Der tiefer eingezogene Kragen schließt nun genau mit dem Windabweiser ab, was in der Theorie die Windgeräusche reduzieren soll. Klappt in der Praxis aber nur bedingt: Der N104 Evo ist nach wie vor kein leiser Helm. M.E. kommt das auch durch die Versuche, den Helm möglichst dicht zu bekommen. Mein alter Nexo Touring II etwa saß um die Ohren rum nicht so fest wie der N104, war nach unten total offen und kannte sowas wie Windabweiser gar nicht, und war vermutlich genau deswegen subjektiv leiser. Der N104 ist wesentlich leiser als das Vorgängermodell, der N103, im Vergleich zum N90 gibt es aber keine großen Unterschiede.

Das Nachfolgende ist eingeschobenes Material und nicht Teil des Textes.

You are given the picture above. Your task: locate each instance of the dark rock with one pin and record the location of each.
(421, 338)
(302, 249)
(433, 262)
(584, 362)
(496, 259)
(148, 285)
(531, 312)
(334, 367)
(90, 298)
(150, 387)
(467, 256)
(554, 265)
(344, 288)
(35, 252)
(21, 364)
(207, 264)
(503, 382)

Beim N104 machen sich Windgeräusche ab Geschwindigkeiten von 100 km/h bemerkbar. Darüber beginnt das Rauschen unangenehm zu werden. Geschwindigkeiten von 160 und mehr sollte man auf keinen Fall länger als ein paar Minuten ohne Gehörschutz fahren. Mir persönlich ist das egal, wenn ich mehr als 20 km am Stück fahre, dann sowieso mit einem Gehörschutz von Alpine. Der filtert die Frequenz von Windgeräuschen aus, lässt aber alles andere durch.

Alles in Allem ist der Nolan N104 Evo ein solider und günstiger Tourenhelm mit leichten Schwächen. Die sind für mich aber nicht so ausschlaggebend, dass er sich dadurch disqualifizieren würde.

N-Com B5L mit ESS
Das Nolan den Einsatz von externen Kommunikationssystemen behindert ist durchaus in ihrem Interesse. Seit etlichen Jahren fertigen die Italiener eigene, interne Bluetoothlösungen. Meine Wahl fiel auf das B5L, für das der Helm bereits vorbereitet ist.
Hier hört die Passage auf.